OneStream’s Corporate Business Continuity Plan (or “BCP”) is maintained, tested, and reviewed annually or as needed based on business changes to support OneStream’s corporate environment. An event in OneStream’s corporate environment could occur with little or no impact on the ability to provide full-service availability to our customers.
OneStream’s Service Disaster Recovery (or “DR”) plan is specific to the Service Environment, including customer Cloud Instances, and is maintained, tested, and reviewed annually or as needed based on business changes to support OneStream’s Service for our customers.
Corporate Business Continuity
OneStream’s Business Continuity process covers its functional offices and is a distinct operating procedure from its management of the Service. The BCP has been developed as a component of our Governance Risk and Compliance (or “GRC”) Program including Business Impact Assessments (or “BIA”) to understand the impact of the loss of any given systems or locations.
Disaster Recovery
Data Center High Availability and Redundancy
OneStream’s Service is provided to each customer out of a primary data center region, with automatic replication and backup to a secondary data center region as a failover. The primary and secondary data center regions will be automatically selected from OneStream’s default regions as noted in Data Center Locations, unless a customer has specific data residency requirements and specifically requests an alternate data center region from our list of Alternate Data Center Locations. These data centers have several layers of high availability built into them. While the probability of a failure is low, redundancies and backups are employed in strategic ways to ensure that, in the event of a failure, services are restored at a secondary data center in a timely manner. In the unlikely event that an entire data center is rendered off-line unexpectedly, Cloud Instances in the impacted data center will failover to the secondary data center region.
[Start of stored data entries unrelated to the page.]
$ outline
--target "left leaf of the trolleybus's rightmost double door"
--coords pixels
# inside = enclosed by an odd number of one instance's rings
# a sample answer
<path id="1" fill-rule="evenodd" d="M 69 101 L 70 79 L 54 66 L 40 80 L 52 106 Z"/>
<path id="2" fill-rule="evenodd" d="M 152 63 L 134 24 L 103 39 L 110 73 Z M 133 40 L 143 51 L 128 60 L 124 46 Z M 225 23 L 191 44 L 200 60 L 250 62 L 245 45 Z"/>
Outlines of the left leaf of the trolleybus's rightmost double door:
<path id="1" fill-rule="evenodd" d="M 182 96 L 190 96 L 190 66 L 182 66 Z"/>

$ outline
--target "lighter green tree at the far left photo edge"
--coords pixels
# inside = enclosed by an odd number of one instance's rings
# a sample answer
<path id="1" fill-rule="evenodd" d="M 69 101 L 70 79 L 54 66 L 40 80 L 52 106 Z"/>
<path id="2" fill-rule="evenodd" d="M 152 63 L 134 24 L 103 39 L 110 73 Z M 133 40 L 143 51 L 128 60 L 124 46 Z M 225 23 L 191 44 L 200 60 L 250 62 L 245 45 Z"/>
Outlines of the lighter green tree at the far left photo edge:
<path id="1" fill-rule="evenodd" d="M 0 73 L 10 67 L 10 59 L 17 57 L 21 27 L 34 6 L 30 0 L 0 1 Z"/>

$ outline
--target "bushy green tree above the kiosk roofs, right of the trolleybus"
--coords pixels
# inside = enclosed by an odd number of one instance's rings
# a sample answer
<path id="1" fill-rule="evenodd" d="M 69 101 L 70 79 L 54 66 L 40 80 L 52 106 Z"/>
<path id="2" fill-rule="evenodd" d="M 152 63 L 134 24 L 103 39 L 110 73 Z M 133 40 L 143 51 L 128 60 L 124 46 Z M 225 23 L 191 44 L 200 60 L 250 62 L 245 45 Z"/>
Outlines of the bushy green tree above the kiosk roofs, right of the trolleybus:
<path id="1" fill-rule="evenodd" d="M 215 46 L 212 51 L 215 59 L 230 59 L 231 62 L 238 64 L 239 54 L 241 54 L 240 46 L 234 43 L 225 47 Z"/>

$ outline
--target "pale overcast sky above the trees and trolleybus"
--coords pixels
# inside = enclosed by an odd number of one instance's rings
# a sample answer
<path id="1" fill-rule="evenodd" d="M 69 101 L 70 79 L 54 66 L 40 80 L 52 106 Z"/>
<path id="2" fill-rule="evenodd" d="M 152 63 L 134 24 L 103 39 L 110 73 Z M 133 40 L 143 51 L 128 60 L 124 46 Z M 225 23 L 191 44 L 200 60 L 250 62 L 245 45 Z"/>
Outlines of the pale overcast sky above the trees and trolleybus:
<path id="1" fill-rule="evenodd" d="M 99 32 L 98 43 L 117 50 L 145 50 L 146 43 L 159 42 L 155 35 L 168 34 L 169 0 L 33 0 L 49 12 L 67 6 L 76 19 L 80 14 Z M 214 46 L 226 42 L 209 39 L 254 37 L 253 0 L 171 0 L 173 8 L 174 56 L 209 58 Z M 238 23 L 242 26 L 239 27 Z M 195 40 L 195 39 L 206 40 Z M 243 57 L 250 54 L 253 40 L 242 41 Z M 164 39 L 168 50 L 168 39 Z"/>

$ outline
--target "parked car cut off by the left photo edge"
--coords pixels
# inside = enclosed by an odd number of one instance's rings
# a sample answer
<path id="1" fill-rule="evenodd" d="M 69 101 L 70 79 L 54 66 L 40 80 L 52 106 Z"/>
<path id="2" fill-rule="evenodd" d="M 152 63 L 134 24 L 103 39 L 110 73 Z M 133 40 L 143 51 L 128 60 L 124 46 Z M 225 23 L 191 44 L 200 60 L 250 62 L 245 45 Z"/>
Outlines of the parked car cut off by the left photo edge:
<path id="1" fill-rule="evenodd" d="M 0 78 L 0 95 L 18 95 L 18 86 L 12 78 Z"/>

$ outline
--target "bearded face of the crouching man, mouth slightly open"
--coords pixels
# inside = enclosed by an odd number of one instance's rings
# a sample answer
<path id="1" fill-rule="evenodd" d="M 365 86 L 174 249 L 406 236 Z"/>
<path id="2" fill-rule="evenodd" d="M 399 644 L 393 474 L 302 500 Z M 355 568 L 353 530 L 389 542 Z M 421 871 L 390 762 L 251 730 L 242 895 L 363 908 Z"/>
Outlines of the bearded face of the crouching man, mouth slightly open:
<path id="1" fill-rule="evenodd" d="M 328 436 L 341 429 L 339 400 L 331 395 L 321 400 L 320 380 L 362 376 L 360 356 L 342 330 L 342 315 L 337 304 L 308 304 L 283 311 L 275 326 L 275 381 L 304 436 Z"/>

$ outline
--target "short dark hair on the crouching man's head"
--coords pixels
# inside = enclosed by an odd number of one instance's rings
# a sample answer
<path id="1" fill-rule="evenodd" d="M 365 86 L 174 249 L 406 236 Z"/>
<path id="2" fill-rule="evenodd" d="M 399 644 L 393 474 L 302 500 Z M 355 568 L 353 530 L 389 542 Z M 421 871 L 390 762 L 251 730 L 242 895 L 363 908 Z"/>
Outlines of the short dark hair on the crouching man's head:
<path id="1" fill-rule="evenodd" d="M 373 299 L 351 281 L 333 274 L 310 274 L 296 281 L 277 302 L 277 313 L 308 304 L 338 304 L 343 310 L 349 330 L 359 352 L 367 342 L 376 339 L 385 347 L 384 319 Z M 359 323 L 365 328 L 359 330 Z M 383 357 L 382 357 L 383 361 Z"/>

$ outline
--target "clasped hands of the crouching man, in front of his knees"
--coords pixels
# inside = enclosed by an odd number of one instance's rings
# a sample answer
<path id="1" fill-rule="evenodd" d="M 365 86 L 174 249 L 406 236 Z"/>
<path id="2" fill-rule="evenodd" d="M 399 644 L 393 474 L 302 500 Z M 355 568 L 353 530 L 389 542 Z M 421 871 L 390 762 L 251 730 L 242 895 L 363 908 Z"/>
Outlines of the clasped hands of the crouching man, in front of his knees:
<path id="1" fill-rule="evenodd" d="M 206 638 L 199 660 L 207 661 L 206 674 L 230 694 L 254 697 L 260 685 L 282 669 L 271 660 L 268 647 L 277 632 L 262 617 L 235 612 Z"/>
Note that this overview and the following information regarding DR is applicable only to Cloud Instances designated as “Production”.
Region Pair Replication
The OneStream Service includes the replication of customer data to a secondary data center region. Each data center region is paired with another data center region within the same geography (such as the United States, Europe, or Asia). This approach allows for the replication of resources across a geography reducing the likelihood of natural disasters, civil unrest, power outages, or physical network outages. Additional advantages of region pairs include:
-
In the event of a wider data center outage, one region is prioritized out of every pair to help reduce the time to restore for applications
-
Planned data center updates are rolled out to paired regions one at a time to minimize downtime and risk of application outage
Recovery Objectives
In the event of a catastrophic data center failure, OneStream has a defined a Recovery Point Objective of one (1) hour and a Recovery Time Objective of twenty-four (24) hours.
Testing and Compliance
OneStream formally tests our disaster recovery process as either a live or tabletop exercise annually as a component of our Governance Risk and Compliance Program. Additional non-formal testing also occurs as business conditions dictate.
Information Security Governance and Risk Management
Governance Risk and Compliance Program (GRC)
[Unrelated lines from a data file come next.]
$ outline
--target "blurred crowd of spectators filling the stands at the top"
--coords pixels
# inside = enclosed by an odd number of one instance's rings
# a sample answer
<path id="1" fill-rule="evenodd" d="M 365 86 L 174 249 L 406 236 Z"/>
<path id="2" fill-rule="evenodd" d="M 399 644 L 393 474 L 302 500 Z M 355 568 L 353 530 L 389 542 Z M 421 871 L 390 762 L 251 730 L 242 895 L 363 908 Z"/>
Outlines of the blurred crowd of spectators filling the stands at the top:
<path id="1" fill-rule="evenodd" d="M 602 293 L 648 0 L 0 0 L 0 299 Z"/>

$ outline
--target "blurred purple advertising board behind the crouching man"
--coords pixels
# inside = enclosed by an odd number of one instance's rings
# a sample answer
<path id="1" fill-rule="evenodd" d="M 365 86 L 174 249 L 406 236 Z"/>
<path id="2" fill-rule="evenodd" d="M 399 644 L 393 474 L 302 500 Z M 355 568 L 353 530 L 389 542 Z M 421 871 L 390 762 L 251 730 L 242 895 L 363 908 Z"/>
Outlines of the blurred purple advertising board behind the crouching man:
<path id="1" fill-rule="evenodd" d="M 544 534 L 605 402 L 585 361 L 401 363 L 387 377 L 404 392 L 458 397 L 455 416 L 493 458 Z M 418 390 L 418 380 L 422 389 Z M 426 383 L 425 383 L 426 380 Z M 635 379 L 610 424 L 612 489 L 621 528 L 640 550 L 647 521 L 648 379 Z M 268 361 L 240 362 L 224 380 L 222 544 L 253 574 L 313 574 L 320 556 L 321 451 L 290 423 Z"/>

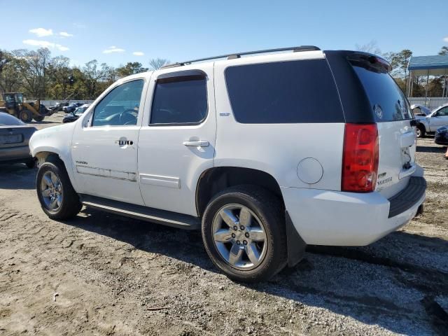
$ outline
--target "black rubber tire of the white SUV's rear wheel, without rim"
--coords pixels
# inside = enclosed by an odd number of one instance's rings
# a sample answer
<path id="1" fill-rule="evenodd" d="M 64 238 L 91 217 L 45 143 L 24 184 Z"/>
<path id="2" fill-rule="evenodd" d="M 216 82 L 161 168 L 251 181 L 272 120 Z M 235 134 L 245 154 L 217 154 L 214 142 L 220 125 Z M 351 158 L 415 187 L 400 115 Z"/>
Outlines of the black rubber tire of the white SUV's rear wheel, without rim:
<path id="1" fill-rule="evenodd" d="M 260 264 L 253 269 L 238 269 L 221 256 L 213 238 L 213 221 L 226 204 L 241 204 L 258 216 L 265 229 L 267 250 Z M 202 218 L 202 239 L 207 254 L 216 267 L 230 279 L 241 282 L 267 281 L 287 263 L 285 216 L 281 200 L 258 186 L 235 186 L 214 196 Z"/>

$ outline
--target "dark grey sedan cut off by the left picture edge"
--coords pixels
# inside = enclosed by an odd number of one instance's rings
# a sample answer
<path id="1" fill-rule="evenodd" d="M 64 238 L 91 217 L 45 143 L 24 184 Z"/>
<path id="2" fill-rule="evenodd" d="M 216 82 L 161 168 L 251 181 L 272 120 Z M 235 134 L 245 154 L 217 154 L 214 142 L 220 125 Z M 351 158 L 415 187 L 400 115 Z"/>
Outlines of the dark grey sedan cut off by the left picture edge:
<path id="1" fill-rule="evenodd" d="M 35 160 L 29 153 L 28 141 L 34 132 L 35 127 L 0 112 L 0 164 L 23 162 L 33 168 Z"/>

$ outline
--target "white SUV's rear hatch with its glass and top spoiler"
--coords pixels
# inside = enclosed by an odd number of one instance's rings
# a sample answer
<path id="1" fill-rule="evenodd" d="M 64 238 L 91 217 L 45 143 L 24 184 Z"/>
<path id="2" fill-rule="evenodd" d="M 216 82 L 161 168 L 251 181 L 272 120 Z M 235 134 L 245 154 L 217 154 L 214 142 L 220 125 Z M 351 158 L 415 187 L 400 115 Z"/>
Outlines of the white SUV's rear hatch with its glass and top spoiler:
<path id="1" fill-rule="evenodd" d="M 348 58 L 377 123 L 379 165 L 375 190 L 390 198 L 407 186 L 416 169 L 416 135 L 411 126 L 414 117 L 405 95 L 388 74 L 389 65 L 384 59 L 359 53 Z"/>

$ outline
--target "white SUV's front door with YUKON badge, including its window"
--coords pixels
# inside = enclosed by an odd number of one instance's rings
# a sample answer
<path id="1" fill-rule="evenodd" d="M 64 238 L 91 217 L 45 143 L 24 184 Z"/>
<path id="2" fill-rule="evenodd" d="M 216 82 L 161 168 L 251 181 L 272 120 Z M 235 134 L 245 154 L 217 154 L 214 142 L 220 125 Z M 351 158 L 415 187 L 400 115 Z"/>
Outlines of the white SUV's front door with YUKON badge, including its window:
<path id="1" fill-rule="evenodd" d="M 141 78 L 116 85 L 76 123 L 71 156 L 79 193 L 143 204 L 137 141 L 144 84 Z"/>

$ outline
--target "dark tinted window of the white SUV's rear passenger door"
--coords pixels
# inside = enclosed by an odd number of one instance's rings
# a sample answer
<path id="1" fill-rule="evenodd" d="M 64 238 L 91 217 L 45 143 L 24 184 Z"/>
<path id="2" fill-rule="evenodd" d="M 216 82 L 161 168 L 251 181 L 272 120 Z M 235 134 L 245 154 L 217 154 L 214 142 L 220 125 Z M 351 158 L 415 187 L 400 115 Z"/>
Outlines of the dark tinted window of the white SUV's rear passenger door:
<path id="1" fill-rule="evenodd" d="M 195 124 L 207 116 L 205 76 L 159 79 L 155 85 L 151 124 Z"/>

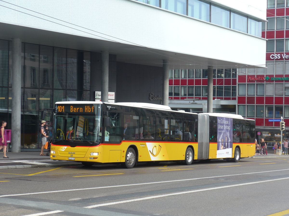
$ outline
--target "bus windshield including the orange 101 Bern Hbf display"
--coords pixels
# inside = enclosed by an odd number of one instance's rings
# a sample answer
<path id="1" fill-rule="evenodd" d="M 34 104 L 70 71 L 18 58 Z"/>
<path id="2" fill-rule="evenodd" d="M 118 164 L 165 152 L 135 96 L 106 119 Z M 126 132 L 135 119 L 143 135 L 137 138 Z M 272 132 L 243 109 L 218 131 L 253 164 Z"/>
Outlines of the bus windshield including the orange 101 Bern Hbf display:
<path id="1" fill-rule="evenodd" d="M 89 109 L 82 105 L 57 104 L 56 109 L 58 112 L 55 115 L 53 128 L 54 143 L 80 141 L 81 145 L 82 143 L 91 145 L 101 142 L 102 117 L 99 104 L 90 105 Z"/>

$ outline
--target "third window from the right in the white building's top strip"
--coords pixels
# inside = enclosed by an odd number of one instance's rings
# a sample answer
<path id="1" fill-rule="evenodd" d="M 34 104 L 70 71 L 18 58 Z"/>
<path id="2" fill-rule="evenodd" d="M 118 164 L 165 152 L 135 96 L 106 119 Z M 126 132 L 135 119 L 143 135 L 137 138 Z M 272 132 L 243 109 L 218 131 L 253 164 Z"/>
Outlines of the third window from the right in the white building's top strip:
<path id="1" fill-rule="evenodd" d="M 211 6 L 211 22 L 229 28 L 230 12 L 218 6 Z M 246 21 L 247 23 L 247 21 Z"/>

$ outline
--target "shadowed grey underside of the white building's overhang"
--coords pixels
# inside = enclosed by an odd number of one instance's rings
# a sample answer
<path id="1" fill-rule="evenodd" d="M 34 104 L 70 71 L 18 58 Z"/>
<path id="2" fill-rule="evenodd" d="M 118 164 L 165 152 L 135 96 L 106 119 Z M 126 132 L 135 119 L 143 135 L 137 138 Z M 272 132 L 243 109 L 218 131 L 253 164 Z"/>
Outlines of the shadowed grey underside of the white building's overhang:
<path id="1" fill-rule="evenodd" d="M 162 67 L 163 60 L 169 60 L 170 69 L 207 69 L 210 65 L 214 69 L 243 68 L 246 66 L 246 64 L 240 62 L 229 62 L 205 56 L 193 56 L 185 53 L 158 50 L 1 22 L 0 29 L 1 39 L 12 40 L 12 38 L 20 38 L 25 43 L 36 43 L 91 52 L 109 51 L 110 54 L 117 56 L 118 62 Z M 248 68 L 255 67 L 258 66 L 248 65 Z M 260 67 L 264 67 L 264 65 L 260 65 Z"/>

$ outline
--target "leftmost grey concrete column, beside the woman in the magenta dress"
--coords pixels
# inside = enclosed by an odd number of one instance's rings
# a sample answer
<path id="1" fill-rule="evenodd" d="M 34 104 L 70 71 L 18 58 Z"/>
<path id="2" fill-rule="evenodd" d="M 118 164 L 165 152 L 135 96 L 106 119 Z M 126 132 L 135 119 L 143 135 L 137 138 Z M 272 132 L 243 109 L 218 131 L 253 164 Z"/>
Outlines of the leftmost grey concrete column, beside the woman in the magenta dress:
<path id="1" fill-rule="evenodd" d="M 12 152 L 20 152 L 21 144 L 21 39 L 12 39 Z"/>

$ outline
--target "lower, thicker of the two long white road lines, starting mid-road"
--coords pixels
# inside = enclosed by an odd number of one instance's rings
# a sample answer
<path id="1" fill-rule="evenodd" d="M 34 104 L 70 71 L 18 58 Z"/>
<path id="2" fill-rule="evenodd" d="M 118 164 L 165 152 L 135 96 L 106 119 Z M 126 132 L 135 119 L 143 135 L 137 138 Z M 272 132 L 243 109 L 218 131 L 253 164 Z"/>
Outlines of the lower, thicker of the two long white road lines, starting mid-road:
<path id="1" fill-rule="evenodd" d="M 191 191 L 184 191 L 184 192 L 178 192 L 178 193 L 172 193 L 172 194 L 163 194 L 163 195 L 158 195 L 158 196 L 148 196 L 148 197 L 132 199 L 132 200 L 123 200 L 123 201 L 119 201 L 119 202 L 109 202 L 109 203 L 97 204 L 97 205 L 92 205 L 92 206 L 86 206 L 84 208 L 91 209 L 91 208 L 96 208 L 96 207 L 100 207 L 100 206 L 108 206 L 108 205 L 115 205 L 115 204 L 126 203 L 126 202 L 149 200 L 149 199 L 154 199 L 154 198 L 162 198 L 162 197 L 166 197 L 166 196 L 188 194 L 188 193 L 207 191 L 207 190 L 215 190 L 215 189 L 226 188 L 226 187 L 236 187 L 236 186 L 242 186 L 242 185 L 251 185 L 251 184 L 257 184 L 257 183 L 263 183 L 263 182 L 269 182 L 269 181 L 278 181 L 278 180 L 283 180 L 283 179 L 289 179 L 289 177 L 281 178 L 281 179 L 271 179 L 271 180 L 266 180 L 266 181 L 255 181 L 255 182 L 243 183 L 243 184 L 237 184 L 237 185 L 226 185 L 226 186 L 221 186 L 221 187 L 211 187 L 211 188 L 205 188 L 205 189 L 200 189 L 200 190 L 191 190 Z"/>

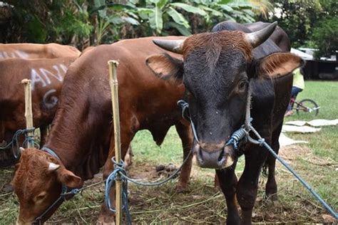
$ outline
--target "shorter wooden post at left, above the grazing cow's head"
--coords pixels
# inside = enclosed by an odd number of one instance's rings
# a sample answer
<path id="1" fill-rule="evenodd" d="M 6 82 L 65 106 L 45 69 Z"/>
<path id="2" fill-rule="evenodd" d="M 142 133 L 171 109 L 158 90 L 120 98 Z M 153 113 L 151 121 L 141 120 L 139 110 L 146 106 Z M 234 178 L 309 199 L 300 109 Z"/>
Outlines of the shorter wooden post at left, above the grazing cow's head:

OneStream maintains a comprehensive risk management program, inclusive of the following governance, risk, and compliance elements:
-
Third- and Fourth-Party Vendor Risk Management
-
Risk and Controls Framework Management
-
Business and Application Risk Assessments
-
Business Continuity, Disaster Recovery Program Management
-
Audit, Compliance Program Management
-
Capability Maturity Model Assessments and Continuous Improvements
Prospects and customers may request the "GRC Program - Customer Due Diligence Package" for an overview of our GRC Program Framework inclusive of cadence and artifact inventory.
Security Frameworks
The OneStream Service is aligned with NIST 800-53 and ISO 27001 operational and security controls. These frameworks include a comprehensive set of security controls that are used as a baseline for the operational and security controls utilized to manage and secure the OneStream Service.
Security Policy and Procedures
OneStream’s Service Policies and Plans are controlled subject matter and are not distributed. Prospects and customers may request the "GRC Program - Customer Due Diligence Package" for an overview of our policy and controls framework.
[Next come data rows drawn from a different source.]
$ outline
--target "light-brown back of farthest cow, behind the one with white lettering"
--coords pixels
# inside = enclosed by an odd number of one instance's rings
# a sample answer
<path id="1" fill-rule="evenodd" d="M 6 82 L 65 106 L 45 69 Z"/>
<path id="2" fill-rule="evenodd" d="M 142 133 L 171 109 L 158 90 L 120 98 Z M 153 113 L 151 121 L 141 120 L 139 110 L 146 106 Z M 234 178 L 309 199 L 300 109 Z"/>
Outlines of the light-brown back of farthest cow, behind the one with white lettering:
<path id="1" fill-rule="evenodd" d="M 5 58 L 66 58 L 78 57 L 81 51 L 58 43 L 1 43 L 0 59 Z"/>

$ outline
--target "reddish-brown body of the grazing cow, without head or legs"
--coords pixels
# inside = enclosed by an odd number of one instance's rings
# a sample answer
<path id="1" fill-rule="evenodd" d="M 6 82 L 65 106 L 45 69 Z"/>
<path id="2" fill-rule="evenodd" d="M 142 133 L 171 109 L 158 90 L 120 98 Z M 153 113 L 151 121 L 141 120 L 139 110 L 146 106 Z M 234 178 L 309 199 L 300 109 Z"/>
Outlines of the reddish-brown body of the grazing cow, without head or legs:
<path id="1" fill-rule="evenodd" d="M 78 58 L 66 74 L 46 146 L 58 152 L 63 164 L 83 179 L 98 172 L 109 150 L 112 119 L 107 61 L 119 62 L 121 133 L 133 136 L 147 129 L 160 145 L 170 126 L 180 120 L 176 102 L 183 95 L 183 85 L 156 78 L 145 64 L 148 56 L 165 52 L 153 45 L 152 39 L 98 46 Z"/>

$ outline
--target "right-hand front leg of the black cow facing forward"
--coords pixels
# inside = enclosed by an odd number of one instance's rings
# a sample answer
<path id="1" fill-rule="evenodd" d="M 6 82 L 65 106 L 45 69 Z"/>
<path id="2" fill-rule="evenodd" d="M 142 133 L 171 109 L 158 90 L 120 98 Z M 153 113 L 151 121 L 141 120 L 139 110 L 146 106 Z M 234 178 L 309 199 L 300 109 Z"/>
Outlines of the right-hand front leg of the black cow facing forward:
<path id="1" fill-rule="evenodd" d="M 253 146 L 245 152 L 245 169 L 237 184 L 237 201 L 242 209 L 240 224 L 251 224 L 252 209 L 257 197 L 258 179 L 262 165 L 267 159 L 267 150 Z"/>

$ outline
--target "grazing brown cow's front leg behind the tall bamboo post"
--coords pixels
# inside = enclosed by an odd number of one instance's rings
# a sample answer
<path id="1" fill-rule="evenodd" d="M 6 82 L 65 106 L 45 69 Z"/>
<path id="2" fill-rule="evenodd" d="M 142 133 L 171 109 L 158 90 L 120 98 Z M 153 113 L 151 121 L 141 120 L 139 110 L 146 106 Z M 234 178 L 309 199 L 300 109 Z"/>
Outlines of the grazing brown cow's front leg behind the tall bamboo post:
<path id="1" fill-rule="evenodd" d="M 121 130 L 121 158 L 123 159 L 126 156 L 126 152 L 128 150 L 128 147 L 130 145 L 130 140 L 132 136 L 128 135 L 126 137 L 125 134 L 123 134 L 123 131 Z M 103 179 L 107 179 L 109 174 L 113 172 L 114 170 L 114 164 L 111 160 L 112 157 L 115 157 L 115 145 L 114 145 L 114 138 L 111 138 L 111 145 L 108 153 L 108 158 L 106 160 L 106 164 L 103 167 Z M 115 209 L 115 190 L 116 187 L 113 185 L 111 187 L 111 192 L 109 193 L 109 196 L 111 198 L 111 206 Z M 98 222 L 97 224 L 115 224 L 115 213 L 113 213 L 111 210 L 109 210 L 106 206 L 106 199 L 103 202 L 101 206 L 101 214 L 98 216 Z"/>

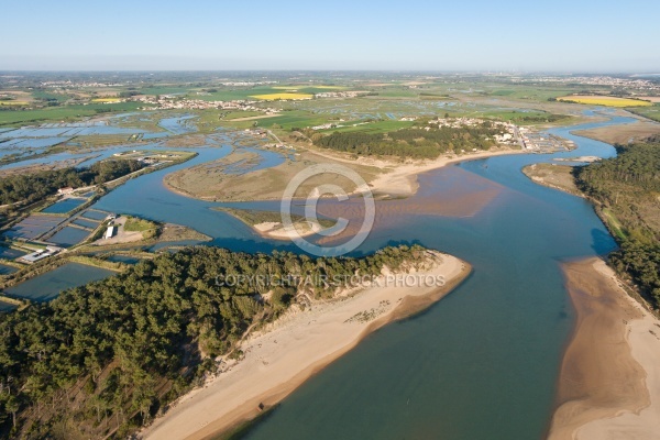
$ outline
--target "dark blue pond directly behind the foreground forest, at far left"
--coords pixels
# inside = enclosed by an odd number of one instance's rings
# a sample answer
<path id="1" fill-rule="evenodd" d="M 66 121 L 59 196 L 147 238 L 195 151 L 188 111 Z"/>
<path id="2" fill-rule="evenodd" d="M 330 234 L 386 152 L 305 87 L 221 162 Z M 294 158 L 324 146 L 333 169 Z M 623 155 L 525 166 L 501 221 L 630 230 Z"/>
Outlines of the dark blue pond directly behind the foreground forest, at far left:
<path id="1" fill-rule="evenodd" d="M 24 283 L 6 289 L 8 295 L 26 298 L 32 301 L 50 301 L 67 288 L 82 286 L 87 283 L 103 279 L 114 272 L 100 267 L 67 263 L 56 270 L 36 276 Z"/>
Service Organizational Controls – SOC Reporting
As a component of the OneStream GRC Program, OneStream submits to twice annual SOC 1 and SOC 2 audit as well as Bridge Letters to cover any additional customer audit cadence. Prospects may request SOC reports for their review as a component of their due diligence process. Existing customers may download SOC reports from OneStream MarketPlace at any time as needed to support their internal audit program.
Security Vulnerability Assessment
OneStream conducts a security assessment of our Service at least annually. This testing is conducted against a standard OneStream Cloud Instance by a third-party service provider. OneStream Software engages with an outside provider to perform a security assessment to enumerate possible attack vectors, evaluate existing security controls, and provide recommendations for improvement. Providers assess the security posture and perform an authenticated black-box review of OneStream’s Service. This “web application” penetration test focuses on the Open Web Application Security Project’s (OWASP’s) Top 10 Flaws of Insecure Software, a broad consensus of the most critical web application security flaws aimed to help fight root cause, as well as the SANS Top 25 vulnerability list as current to the project engagement.